1. Bastou que a presidente da Comissão Europeia viesse a Portugal dar o seu acordo à proposta de Plano de Recuperação e Resiliência (PRR) preparado pelo Governo (que o retocou, em função de exigências de Bruxelas) para logo se ouvir repetir, em especial na imprensa económica, a velha máxima popularizada por Milton Friedman (embora, na verdade, lhe seja anterior), tão do agrado dos neoliberais da nossa praça: «não há almoços grátis.»
Estamos perante a constatação de algo que há muito o PCP vem denunciando: as verbas do PRR – 16 mil milhões de euros, para os próximos cinco anos – têm associada uma pesada condicionalidade, que não apenas condiciona o destino a dar ao dinheiro, como impõe, como contrapartida pela sua utilização, a realização de «reformas estruturais», algo que sabemos bem demais o que quer dizer.

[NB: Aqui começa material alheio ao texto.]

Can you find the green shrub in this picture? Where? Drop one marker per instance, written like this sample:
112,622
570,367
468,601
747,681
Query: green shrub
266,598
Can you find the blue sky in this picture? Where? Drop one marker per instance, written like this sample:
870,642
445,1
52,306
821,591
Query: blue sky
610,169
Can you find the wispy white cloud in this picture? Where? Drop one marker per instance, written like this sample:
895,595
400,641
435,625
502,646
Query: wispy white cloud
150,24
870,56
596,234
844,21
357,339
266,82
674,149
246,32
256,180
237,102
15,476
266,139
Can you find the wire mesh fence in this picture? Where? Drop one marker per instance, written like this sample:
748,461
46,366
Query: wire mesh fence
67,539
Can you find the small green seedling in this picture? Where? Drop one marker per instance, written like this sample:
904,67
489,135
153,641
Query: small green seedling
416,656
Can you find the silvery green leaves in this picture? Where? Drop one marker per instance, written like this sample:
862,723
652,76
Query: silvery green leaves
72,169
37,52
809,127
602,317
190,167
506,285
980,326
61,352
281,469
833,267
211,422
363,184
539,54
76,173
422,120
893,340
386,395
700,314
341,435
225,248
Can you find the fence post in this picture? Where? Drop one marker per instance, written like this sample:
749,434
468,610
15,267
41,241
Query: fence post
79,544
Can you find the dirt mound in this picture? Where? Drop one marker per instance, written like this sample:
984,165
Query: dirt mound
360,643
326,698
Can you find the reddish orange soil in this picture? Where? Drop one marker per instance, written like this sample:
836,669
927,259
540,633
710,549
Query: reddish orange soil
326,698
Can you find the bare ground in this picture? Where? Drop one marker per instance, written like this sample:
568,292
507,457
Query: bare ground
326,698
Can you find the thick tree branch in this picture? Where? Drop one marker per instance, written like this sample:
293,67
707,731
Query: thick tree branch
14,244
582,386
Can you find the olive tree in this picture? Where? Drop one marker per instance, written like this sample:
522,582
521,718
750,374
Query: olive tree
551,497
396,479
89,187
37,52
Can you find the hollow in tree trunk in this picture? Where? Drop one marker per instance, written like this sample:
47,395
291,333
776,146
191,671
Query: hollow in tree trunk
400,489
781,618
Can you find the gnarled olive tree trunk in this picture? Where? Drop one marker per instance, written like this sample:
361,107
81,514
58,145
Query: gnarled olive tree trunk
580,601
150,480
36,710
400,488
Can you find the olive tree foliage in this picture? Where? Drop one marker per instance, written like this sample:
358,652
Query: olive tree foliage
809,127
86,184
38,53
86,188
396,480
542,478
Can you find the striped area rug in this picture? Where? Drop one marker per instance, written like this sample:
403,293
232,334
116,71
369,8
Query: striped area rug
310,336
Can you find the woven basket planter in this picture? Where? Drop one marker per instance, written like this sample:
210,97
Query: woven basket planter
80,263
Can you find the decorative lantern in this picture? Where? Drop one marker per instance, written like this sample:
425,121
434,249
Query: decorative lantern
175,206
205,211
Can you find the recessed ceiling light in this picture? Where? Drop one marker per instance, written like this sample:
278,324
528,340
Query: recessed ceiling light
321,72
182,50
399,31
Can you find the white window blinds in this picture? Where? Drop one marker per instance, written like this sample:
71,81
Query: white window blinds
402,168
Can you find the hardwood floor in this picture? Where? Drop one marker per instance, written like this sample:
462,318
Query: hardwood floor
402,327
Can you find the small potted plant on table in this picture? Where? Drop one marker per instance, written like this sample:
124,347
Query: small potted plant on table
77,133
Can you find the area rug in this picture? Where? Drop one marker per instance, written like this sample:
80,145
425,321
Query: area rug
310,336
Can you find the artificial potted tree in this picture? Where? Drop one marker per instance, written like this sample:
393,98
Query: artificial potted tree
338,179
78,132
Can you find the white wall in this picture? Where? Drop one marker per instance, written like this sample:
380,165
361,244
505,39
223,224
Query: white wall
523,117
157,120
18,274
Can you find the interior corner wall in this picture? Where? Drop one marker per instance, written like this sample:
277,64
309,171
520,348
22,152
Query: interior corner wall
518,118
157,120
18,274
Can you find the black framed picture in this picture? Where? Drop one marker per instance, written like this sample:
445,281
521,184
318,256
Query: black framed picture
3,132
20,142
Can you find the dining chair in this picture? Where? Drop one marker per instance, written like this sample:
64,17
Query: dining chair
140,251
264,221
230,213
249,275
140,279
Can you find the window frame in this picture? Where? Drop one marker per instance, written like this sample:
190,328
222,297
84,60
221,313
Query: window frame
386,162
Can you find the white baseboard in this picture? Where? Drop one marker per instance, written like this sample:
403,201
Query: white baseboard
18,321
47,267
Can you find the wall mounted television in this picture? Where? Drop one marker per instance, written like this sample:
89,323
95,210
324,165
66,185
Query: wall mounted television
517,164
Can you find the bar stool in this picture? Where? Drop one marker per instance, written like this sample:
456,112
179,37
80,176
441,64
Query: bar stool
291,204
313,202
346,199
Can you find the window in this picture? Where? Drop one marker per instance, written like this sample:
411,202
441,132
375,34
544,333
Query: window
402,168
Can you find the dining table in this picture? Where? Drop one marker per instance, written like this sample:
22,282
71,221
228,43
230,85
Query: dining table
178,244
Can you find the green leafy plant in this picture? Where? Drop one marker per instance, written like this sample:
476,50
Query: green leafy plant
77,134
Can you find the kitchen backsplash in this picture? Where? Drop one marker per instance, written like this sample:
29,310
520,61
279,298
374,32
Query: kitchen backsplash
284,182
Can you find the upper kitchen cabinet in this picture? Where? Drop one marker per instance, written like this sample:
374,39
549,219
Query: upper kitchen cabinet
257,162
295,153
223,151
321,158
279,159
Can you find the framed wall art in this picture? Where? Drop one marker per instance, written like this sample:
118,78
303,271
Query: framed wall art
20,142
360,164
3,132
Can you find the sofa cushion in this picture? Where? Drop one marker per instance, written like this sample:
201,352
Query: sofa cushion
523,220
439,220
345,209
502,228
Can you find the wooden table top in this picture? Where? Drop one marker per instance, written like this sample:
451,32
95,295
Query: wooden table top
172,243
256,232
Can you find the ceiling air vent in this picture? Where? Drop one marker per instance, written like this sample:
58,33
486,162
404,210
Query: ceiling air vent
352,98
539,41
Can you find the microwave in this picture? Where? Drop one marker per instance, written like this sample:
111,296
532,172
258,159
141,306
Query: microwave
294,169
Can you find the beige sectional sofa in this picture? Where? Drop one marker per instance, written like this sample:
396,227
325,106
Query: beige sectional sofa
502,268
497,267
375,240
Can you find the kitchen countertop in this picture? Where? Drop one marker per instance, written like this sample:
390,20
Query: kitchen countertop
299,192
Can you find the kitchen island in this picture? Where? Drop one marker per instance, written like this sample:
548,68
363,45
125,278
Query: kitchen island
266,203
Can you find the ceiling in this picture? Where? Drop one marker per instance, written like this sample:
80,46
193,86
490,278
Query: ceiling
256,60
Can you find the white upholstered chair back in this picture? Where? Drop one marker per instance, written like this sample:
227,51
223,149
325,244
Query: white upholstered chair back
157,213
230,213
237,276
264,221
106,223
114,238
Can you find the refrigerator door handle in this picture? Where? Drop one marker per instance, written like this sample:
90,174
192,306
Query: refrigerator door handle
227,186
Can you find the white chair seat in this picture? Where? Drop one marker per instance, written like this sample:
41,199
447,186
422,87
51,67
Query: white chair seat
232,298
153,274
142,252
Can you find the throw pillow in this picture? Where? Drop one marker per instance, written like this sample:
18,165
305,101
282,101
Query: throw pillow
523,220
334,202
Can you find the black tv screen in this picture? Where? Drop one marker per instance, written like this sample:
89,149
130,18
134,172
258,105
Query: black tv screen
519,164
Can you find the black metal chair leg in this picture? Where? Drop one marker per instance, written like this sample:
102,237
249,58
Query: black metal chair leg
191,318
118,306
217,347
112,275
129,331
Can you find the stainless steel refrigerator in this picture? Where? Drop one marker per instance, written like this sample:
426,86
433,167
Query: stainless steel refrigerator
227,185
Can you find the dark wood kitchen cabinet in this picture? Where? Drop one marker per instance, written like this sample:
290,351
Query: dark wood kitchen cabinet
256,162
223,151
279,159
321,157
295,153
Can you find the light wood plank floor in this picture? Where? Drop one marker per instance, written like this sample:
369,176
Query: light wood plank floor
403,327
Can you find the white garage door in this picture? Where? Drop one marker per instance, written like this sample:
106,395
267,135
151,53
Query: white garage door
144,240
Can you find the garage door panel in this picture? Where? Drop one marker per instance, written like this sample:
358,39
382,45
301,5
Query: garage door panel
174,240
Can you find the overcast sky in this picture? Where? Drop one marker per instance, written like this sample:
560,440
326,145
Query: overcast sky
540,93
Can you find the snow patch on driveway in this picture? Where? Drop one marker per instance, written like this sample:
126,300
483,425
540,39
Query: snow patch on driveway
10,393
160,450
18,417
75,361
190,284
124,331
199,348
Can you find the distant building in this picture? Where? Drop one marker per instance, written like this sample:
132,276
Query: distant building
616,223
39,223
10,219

Durante meses, procurou-se dourar a pílula, ocultando esta condicionalidade e apresentando o PRR como uma superlativa demonstração da «solidariedade europeia». Agora, a pouco e pouco, vai-se destapando o véu que foi ocultando o que nos querem impor. Segundo o Jornal de Negócios (16/06/2021), «além dos compromissos que ficaram escritos, continua a haver pressão para não reverter a legislação laboral (...) e para adoptar medidas que reforcem a sustentabilidade da Segurança Social, nomeadamente no âmbito das pensões». Ou seja, a União Europeia, que além de impor a desregulação das relações laborais, os baixos salários e a precariedade como regra, há muito vem procurando abrir caminho à privatização dos sistemas públicos de Segurança Social, não engoliu nem aceitou que não tenha ido por diante o corte de 600 milhões de euros nas pensões a pagamento, que lhe tinha sido prometido pelo governo PSD-CDS. Fala-se ainda de cortes no Serviço Nacional de Saúde, nomeadamente com o encerramento de urgências hospitalares, ao mesmo tempo que recuperam conhecidas lengalengas como a «melhoria das finanças públicas», o «controlo da despesa» ou o «reforço da competitividade», a par de imposições como a «redução da dívida» à custa de «excedentes orçamentais», que não querem dizer outra coisa que não seja a compressão do investimento público e o desinvestimento nas funções sociais do Estado, pelos próximos anos afora.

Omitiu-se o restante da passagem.